Unintentional Gerrymandering Matters More Than the Intentional Kind

In Defying the Odds, we discuss congressional elections as well as the presidential race

At FiveThirtyEight, Harry Enten asks why there are fewer competitive districts.
Gerrymandering is part of the story. Take a look at the interactive graphic we built to demonstrate how congressional district lines shift when they are drawn to prioritize different goals. It’s clear that most redistricting schemes that ignore politics and race would yield more competitive U.S. House districts — i.e., those with a partisan lean of 10 percentage points or less — than we currently have. But our analysis suggests that the relative lack of competitive seats under the current map can’t be explained by gerrymandering alone. Under the two redistricting schemes in our interactive that attempt to draw districts to be compact in shape, there are roughly 30 more competitive districts than there are under the current congressional map. That doesn’t come close to taking into account the loss of 92 similarly competitive districts between 1996 and 2016.4FiveThirtyEight contributor David Wasserman and Ally Flinn calculated that only 17 percent of the decline in competitive districts over the past 20 years was the result of redistricting.

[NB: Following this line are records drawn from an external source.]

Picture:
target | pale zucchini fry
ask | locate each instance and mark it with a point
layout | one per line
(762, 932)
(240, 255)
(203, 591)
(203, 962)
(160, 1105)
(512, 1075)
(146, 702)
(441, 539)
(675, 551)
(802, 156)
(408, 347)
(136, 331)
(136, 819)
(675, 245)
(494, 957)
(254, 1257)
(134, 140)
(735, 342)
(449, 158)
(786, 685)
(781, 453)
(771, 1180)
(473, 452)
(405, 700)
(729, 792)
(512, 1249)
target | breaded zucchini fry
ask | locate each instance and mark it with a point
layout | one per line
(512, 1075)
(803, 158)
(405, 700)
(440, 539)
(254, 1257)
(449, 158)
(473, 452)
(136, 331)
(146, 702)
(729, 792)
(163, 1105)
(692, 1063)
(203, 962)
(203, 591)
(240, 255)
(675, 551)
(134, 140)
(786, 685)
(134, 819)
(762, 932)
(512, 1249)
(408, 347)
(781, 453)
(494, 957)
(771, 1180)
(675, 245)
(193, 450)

So if the redistricting process isn’t solely to blame, what else is going on? It’s actually pretty simple: The states, counties and even neighborhoods from which districts are drawn are less competitive than they used to be because voters are sorting themselves. People are changing their political opinions to be more like their neighbors’, and people are moving to regions where their political viewpoint is more common. This “self-sorting” means more and more areas come, in essence, pre-gerrymandered — dominated by partisans. That makes it more difficult to draw competitive districts without an increased effort to do so.